1992-02 Trouwerij en bruiloft


13.
Vervolgens begon de speelman zijn eerste deuntje te spelen.

“Janever in ’t glas
Is better as linnen in de kast
Dat hoof ie neet te strieken of te plooien
dat köj zo naor binnen gooien

Laot zoesen laot broesen
Laot ’t kosten wat et mot
De brudegom dee zal ’t betalen
Wej komt jao niks tekot”.

Bij een bruiloft hoorde: “good van etten en drinken”. Naar Achterhoekse begrippen vertaald, kun je in plaats van “good”, gerust “völle” lezen. Het is dan ook te begrijpen dat het voor bruid en bruidegom financieel gezien een dure dag was. Maar “ie trouwt maor ens” zei men vroeger. Tegenwoordig zegt men dat niet zo nadrukkelijk meer. Terecht naar mijns inziens. Kennelijk deed de uitspraak van Joost van den Vondel vroeger meer opgeld: “lyefde verwinnet al !”.

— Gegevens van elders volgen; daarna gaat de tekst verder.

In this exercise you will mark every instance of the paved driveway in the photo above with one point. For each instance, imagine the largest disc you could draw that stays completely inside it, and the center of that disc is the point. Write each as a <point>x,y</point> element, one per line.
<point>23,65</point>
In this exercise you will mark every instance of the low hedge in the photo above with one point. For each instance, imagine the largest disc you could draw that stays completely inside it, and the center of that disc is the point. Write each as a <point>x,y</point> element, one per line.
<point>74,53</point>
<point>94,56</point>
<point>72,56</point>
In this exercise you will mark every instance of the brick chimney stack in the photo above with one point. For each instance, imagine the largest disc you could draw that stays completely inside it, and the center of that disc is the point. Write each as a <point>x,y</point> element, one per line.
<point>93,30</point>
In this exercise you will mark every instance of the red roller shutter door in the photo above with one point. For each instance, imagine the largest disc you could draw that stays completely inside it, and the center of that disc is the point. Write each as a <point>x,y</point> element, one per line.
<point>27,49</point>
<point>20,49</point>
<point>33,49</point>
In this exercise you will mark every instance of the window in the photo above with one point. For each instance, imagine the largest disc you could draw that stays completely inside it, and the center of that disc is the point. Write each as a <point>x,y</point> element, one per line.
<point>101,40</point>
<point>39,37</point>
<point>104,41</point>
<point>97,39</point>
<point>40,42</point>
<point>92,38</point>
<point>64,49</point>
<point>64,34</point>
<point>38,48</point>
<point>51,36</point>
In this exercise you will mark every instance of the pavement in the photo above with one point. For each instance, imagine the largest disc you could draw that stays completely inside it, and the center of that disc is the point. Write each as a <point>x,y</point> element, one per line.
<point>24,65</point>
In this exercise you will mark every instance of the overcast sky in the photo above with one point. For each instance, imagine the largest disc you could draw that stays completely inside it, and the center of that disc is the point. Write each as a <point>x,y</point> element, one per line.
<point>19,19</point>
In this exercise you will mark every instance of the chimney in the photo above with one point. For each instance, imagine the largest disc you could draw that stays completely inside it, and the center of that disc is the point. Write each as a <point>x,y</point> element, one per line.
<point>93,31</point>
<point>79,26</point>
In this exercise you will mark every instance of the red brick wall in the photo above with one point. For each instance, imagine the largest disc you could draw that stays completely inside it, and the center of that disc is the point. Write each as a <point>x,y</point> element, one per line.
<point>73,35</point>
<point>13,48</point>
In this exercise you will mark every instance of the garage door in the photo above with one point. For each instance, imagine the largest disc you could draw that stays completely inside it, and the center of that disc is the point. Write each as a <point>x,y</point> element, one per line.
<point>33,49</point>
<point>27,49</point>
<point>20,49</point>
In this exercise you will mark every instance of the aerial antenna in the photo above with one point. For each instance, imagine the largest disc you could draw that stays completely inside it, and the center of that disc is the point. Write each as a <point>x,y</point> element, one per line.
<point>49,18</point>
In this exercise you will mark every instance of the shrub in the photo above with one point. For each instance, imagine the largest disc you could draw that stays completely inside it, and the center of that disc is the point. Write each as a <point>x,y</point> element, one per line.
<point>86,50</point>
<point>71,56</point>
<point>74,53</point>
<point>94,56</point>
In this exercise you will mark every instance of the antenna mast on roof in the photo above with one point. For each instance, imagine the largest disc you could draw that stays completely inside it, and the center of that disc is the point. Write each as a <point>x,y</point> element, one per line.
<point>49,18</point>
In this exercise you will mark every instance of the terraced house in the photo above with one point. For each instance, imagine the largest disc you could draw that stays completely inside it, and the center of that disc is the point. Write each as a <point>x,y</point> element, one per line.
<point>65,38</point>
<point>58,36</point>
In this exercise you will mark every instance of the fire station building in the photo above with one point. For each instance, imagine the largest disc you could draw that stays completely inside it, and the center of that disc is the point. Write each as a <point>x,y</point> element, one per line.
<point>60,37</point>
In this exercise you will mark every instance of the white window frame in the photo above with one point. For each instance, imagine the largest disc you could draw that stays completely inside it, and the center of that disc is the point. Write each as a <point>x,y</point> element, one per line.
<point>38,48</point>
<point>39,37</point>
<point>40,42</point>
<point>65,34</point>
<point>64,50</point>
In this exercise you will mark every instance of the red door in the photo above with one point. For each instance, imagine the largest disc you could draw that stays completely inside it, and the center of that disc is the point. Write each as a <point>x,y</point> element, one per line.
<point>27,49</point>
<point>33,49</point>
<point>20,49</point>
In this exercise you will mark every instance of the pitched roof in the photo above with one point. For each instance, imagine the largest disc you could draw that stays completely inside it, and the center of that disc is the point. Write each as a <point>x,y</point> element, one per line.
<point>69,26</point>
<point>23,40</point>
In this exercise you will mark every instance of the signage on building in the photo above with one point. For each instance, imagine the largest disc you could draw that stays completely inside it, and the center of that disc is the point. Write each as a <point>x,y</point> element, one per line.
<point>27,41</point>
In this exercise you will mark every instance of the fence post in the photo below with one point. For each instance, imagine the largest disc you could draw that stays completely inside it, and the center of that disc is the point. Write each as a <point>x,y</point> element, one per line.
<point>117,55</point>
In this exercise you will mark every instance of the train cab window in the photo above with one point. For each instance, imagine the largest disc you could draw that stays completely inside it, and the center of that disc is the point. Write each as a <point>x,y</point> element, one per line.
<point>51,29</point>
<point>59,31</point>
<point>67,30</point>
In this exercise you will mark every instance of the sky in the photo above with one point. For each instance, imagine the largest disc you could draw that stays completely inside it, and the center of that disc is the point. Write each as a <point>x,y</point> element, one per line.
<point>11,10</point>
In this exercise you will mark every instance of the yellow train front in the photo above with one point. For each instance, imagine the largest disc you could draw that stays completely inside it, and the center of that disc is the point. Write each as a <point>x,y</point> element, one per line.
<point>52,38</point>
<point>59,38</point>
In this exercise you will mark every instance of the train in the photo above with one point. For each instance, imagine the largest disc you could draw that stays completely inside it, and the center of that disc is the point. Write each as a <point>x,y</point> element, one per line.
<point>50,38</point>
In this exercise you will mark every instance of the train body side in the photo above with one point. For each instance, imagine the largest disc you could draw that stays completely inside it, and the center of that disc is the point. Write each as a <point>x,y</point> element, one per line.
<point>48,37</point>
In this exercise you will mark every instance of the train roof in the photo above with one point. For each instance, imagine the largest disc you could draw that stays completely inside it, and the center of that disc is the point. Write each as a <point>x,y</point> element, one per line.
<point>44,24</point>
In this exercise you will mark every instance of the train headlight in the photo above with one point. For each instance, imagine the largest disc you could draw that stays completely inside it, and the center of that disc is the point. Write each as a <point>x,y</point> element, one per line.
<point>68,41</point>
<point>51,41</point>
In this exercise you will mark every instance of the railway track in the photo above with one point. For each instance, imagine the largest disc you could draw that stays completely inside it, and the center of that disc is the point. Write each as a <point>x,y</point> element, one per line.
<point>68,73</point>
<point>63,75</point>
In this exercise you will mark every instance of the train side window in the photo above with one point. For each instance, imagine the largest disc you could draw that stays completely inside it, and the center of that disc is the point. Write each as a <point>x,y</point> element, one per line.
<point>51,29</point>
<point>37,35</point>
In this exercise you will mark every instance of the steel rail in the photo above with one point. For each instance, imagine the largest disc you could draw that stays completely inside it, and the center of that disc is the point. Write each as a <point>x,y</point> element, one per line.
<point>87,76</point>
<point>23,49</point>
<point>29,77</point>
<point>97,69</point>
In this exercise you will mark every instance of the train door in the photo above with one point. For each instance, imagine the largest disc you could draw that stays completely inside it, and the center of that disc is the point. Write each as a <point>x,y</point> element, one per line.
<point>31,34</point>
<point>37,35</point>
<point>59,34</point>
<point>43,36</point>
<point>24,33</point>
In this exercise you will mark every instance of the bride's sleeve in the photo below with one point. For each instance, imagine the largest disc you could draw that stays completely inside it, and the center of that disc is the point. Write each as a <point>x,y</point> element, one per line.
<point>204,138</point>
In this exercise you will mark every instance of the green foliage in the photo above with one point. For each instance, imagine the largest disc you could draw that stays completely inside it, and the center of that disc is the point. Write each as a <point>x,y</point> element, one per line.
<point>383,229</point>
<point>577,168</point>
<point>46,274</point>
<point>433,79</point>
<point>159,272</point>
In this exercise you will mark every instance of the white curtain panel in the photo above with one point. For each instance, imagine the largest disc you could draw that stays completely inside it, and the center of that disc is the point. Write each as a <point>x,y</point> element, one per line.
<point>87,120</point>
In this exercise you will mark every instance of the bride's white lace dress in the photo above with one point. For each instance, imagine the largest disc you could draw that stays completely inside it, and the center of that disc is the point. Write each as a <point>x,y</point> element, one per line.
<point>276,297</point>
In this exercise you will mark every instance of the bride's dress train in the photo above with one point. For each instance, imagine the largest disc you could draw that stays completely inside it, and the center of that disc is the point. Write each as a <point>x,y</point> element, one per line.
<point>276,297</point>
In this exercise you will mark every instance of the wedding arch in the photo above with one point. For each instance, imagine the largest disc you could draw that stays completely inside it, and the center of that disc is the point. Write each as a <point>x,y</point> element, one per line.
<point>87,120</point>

Je kunt wel stellen dat de Achterhoekse bruiloft zich voornamelijk afspeelde rond dit eten en drinken, dansen, en het zingen. Over het eten en drinken hebben we het reeds gehad. Nu komen we toe aan de dans en de zang: de bruiloftsliederen. Het zal u duidelijk zijn dat tijdens het feest de “spölleman” naast het bruidspaar, eigenlijk de spil vormde waar zo’n feest om draaide. Hij zorgde voor de muzikale omlijsting, de deuntjes waarop gedanst, gehost en gezongen werd. Doorgaans had de speelman zich teruggetrokken in de “hilde”. Van daaruit besproeide hij de “deel” met zijn muzikale kwaliteiten.
Wat werd er zoal op een bruiloft gedanst: Om te beginnen de Duitse polka, de Vleta, de Mazurka. Maar ook zeker niet te vergeten, de Driekesman en de (Hakken)schots. Vooral de Driekesman was eind vorige eeuw, begin deze eeuw een bijzondere geliefde dans. Op muziek van klompengetrap en handgeklap werd bij feesten en kermissen menig Driekesman gedanst. De woorden van het lied verschilden vaak in de diverse streken.